С улицы послышался шум подъезжающего грузовика. Гейл кинулась к окну:
— Это он! Зря ты не уехала!
Анне стало не по себе: меньше всего ей сейчас хотелось столкнуться с другом Гейл или, что еще хуже, получить палкой по лобовому стеклу.
— Ладно, я уезжаю, но все-таки скажи мне правду. Ты же специально дала мне фотографию!
— Ну да, да, специально, только уезжай скорей.
Анна подхватила портфель и заторопилась к входной двери.
Грузовик запрыгал по рытвинам мимо дома во двор. В кузове лежали доски разной длины. Анна вышла из двери, и грузовик остановился. Она заторопилась к своему «мини» и открыла дверцу.
— Эй, ты что здесь делаешь?
Анна завела двигатель. Из кабины грузовика выпрыгнул друг Гейл:
— Эй! Я с тобой разговариваю!
К ней быстро шел мужчина, который, как поняла Анна, и был мистер Сикерт. Темнокожий, ростом под метр девяносто, накачанный, с длинными дредами.

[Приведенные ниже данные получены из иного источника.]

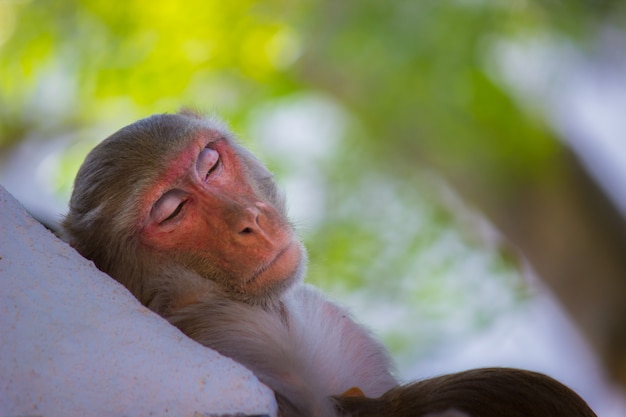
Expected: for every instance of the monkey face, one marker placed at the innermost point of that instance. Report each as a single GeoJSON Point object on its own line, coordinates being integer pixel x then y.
{"type": "Point", "coordinates": [205, 212]}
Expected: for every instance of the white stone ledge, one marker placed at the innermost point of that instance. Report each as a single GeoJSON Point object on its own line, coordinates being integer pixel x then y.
{"type": "Point", "coordinates": [73, 342]}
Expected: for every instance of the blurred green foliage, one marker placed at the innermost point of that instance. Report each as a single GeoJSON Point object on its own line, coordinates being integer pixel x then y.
{"type": "Point", "coordinates": [412, 80]}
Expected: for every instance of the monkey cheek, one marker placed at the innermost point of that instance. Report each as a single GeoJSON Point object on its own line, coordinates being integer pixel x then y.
{"type": "Point", "coordinates": [280, 272]}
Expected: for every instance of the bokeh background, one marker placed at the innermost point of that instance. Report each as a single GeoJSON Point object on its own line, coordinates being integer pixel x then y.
{"type": "Point", "coordinates": [457, 168]}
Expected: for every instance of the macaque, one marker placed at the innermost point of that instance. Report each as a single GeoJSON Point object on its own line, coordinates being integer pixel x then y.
{"type": "Point", "coordinates": [193, 225]}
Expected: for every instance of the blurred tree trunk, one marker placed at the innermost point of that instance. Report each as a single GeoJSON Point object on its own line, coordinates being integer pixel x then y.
{"type": "Point", "coordinates": [576, 241]}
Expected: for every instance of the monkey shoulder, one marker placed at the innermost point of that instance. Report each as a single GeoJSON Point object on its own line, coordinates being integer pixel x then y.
{"type": "Point", "coordinates": [342, 350]}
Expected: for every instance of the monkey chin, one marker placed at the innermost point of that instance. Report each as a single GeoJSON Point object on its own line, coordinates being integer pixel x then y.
{"type": "Point", "coordinates": [274, 278]}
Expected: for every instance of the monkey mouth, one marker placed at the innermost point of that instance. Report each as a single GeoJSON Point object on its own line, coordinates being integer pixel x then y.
{"type": "Point", "coordinates": [281, 267]}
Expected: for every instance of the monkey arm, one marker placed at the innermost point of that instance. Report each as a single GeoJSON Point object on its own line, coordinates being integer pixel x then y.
{"type": "Point", "coordinates": [306, 351]}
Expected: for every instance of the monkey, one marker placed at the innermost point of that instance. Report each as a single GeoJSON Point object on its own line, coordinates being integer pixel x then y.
{"type": "Point", "coordinates": [485, 392]}
{"type": "Point", "coordinates": [186, 218]}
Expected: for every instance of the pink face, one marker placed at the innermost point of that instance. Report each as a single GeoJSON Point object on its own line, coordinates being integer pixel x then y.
{"type": "Point", "coordinates": [205, 206]}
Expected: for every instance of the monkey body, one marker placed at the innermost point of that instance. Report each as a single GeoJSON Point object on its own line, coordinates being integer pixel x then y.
{"type": "Point", "coordinates": [193, 225]}
{"type": "Point", "coordinates": [311, 349]}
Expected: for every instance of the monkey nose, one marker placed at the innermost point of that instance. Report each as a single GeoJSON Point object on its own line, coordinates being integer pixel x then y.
{"type": "Point", "coordinates": [250, 221]}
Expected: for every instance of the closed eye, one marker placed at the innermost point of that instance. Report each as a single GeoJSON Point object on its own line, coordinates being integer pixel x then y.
{"type": "Point", "coordinates": [176, 212]}
{"type": "Point", "coordinates": [169, 206]}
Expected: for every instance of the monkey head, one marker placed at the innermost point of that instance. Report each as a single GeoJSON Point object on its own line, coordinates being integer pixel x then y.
{"type": "Point", "coordinates": [173, 202]}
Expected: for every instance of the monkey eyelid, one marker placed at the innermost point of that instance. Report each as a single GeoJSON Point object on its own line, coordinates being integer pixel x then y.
{"type": "Point", "coordinates": [169, 206]}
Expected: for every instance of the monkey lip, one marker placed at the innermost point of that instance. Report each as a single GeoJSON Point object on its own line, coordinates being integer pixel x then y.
{"type": "Point", "coordinates": [279, 268]}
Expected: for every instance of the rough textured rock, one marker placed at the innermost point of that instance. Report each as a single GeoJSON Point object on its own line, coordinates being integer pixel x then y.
{"type": "Point", "coordinates": [73, 342]}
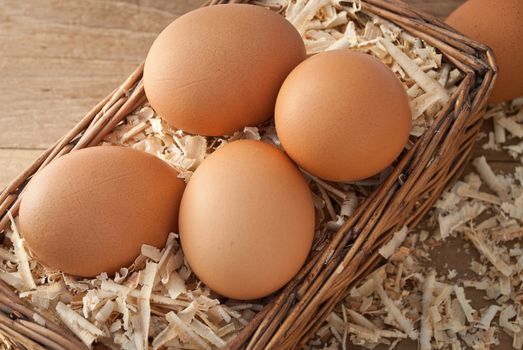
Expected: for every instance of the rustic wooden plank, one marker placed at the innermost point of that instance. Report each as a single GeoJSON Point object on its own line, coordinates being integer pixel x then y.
{"type": "Point", "coordinates": [438, 8]}
{"type": "Point", "coordinates": [59, 59]}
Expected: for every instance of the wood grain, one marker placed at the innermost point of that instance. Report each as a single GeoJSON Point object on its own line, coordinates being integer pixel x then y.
{"type": "Point", "coordinates": [58, 59]}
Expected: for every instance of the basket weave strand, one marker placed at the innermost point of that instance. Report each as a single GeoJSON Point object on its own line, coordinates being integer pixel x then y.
{"type": "Point", "coordinates": [295, 313]}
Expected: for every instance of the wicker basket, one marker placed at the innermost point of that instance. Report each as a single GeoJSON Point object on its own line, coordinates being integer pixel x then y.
{"type": "Point", "coordinates": [297, 311]}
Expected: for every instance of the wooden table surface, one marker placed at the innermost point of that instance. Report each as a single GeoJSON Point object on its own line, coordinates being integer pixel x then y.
{"type": "Point", "coordinates": [59, 58]}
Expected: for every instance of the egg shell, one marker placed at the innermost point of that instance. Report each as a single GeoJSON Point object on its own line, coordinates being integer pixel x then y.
{"type": "Point", "coordinates": [343, 115]}
{"type": "Point", "coordinates": [246, 220]}
{"type": "Point", "coordinates": [90, 211]}
{"type": "Point", "coordinates": [498, 24]}
{"type": "Point", "coordinates": [218, 69]}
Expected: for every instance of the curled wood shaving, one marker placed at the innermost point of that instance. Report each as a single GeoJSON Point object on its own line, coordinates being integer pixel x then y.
{"type": "Point", "coordinates": [388, 249]}
{"type": "Point", "coordinates": [82, 328]}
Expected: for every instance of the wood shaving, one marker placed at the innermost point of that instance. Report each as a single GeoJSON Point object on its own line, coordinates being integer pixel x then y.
{"type": "Point", "coordinates": [408, 296]}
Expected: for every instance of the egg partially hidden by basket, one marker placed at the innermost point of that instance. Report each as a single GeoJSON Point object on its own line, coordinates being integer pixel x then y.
{"type": "Point", "coordinates": [343, 115]}
{"type": "Point", "coordinates": [217, 69]}
{"type": "Point", "coordinates": [498, 24]}
{"type": "Point", "coordinates": [246, 220]}
{"type": "Point", "coordinates": [90, 211]}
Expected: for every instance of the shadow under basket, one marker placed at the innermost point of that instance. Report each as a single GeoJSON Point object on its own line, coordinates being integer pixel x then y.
{"type": "Point", "coordinates": [295, 313]}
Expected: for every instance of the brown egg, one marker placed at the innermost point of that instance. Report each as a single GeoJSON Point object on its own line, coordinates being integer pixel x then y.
{"type": "Point", "coordinates": [498, 24]}
{"type": "Point", "coordinates": [343, 116]}
{"type": "Point", "coordinates": [218, 69]}
{"type": "Point", "coordinates": [246, 220]}
{"type": "Point", "coordinates": [90, 211]}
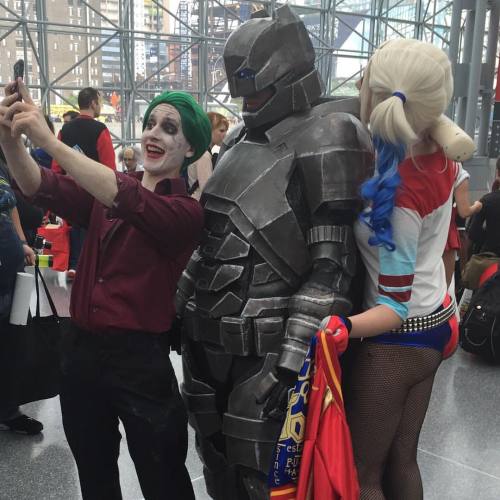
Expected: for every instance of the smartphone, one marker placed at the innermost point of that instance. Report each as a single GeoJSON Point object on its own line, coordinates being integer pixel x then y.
{"type": "Point", "coordinates": [18, 73]}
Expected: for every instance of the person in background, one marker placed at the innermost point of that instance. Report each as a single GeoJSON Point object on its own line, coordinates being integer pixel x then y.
{"type": "Point", "coordinates": [220, 126]}
{"type": "Point", "coordinates": [496, 183]}
{"type": "Point", "coordinates": [14, 253]}
{"type": "Point", "coordinates": [462, 209]}
{"type": "Point", "coordinates": [130, 159]}
{"type": "Point", "coordinates": [92, 138]}
{"type": "Point", "coordinates": [484, 232]}
{"type": "Point", "coordinates": [39, 155]}
{"type": "Point", "coordinates": [200, 172]}
{"type": "Point", "coordinates": [70, 115]}
{"type": "Point", "coordinates": [141, 231]}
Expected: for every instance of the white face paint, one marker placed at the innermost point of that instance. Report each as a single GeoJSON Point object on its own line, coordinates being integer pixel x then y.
{"type": "Point", "coordinates": [164, 146]}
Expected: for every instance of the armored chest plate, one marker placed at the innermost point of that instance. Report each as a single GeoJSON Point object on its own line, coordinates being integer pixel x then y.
{"type": "Point", "coordinates": [249, 185]}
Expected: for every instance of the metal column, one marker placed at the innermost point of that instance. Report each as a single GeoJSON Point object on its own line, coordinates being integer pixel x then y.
{"type": "Point", "coordinates": [475, 67]}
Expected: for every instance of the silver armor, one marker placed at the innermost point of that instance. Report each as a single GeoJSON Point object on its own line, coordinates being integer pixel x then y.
{"type": "Point", "coordinates": [277, 256]}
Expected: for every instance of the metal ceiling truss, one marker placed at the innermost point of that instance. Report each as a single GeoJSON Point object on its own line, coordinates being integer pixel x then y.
{"type": "Point", "coordinates": [344, 33]}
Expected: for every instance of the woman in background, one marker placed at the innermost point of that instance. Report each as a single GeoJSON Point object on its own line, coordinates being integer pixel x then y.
{"type": "Point", "coordinates": [14, 253]}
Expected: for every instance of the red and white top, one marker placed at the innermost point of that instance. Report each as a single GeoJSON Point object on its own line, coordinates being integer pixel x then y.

Анна сдала назад и быстро проехала мимо него, он отступил, пропуская ее. Гейл появилась в проеме двери и крикнула, чтобы он не возникал. Он попытался пнуть крыло «мини», но промахнулся. Анна газанула и поехала вперед по дорожке. Она смотрела в зеркало заднего вида на его разъяренное лицо и слышала, как колотится у нее сердце.